The case of Murdoch provides an acid test. As proprietor of the News of the World he could at least be expected to check any significant payments it was making, in order to ensure that his company was getting value for money. The evidence that he did so was the basis for ex–Labour Party leader Michael Foot accusing him of personal responsibility for an infamous defamation (“KGB: Foot Was Our Agent”)—namely, that he would personally have checked the payment made for the book serialization upon which the story was based. Several editors are on record confirming his routine practice of personally questioning their expenditures. That, after all, is what a good proprietor does or else delegates to a senior executive. Someone in authority must have asked what benefit was obtained from a six-figure payment to Glenn Mulcaire.

Mulcaire’s position is intriguing. The police have 11,000 pages of his notes relating to 4,000 possible hacking victims, but so far do not appear to have questioned him beyond his rifling of royal privacy back in 2006. Whether he is prepared to talk to police now is unclear—he cannot be required to answer their questions, and it has been reported that he is being financially supported by News Corp. Since he apparently knows where most of the bodies are buried, it is essential that he be required to answer questions—under oath, in public, and soon.

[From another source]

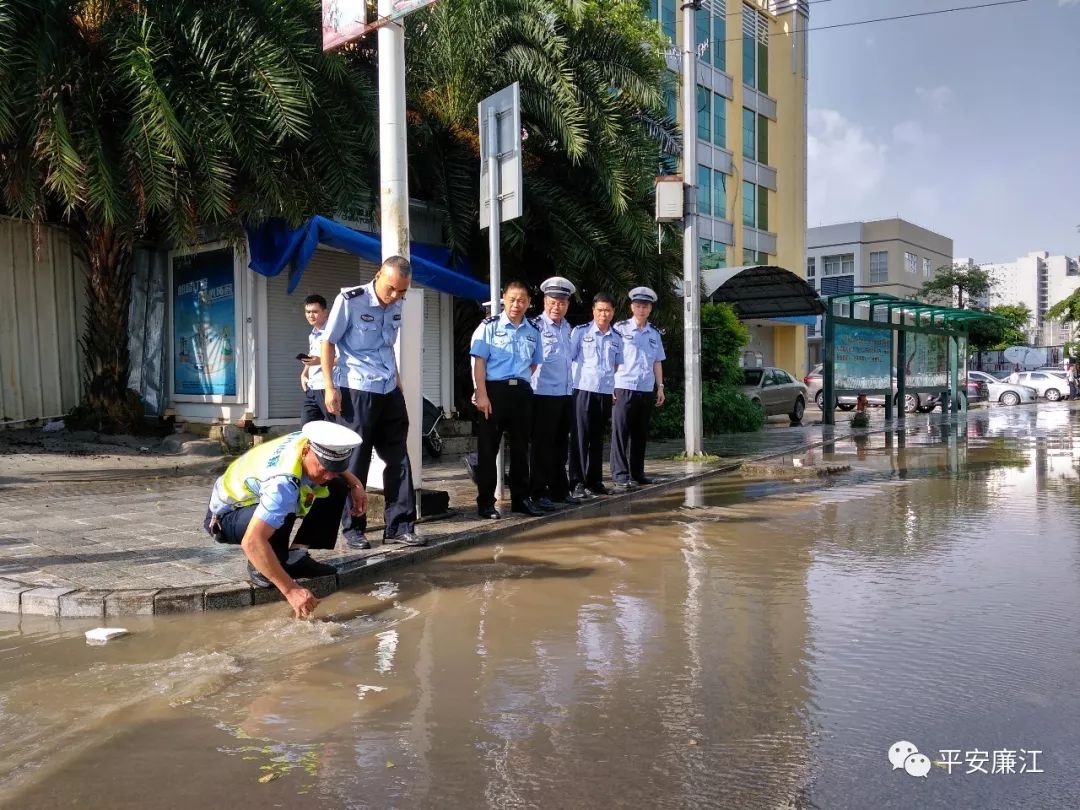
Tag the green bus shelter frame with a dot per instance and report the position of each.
(902, 316)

This can be achieved only by a judicial inquiry, under a recent statute that protects the position of suspects (by preventing any comment on criminal or civil liability) but endows the judge with full legal powers to obtain documents and to require Murdoch and Mulcaire to attend for public examination. If set up this week and armed with an effective team of counsel and investigators, it could begin public hearings in October and deliver a report by Easter. It would not necessarily damage News Corp., but would actually provide an element of fairness to its beleaguered journalists and executives, currently overwhelmed by spiraling allegations that they cannot effectively contest.

When Rupert Murdoch and Rebekah Brooks emerged on Monday from a restaurant to face the paps, their ear-to-ear grins looked insincere and rehearsed, and struck the wrong note. The hacking of phones of murder victims, the publishing of illegally obtained information about a disease afflicting Gordon and Sarah Brown’s baby, and the bribing of royal protection officers for information imperiling the queen’s security are not laughing matters, and there is said to be even worse yet to come.

Rupert and James Murdoch and Rebekah Brooks have been invited to testify to a parliamentary committee next Tuesday, but its M.P.s have no cross-examiner worthy of the name (unlike U.S. Senate committees) and no counsel or investigative resources. The trio do not have to accept the invitation from a committee of clod-hopping politicians that has already had the wool pulled over its eyes by News Corp. A judicial inquiry, however, has power to gather evidence, to summon the trio, and invigilate them properly and professionally. No other mechanism is available in the U.K. to establish the truth.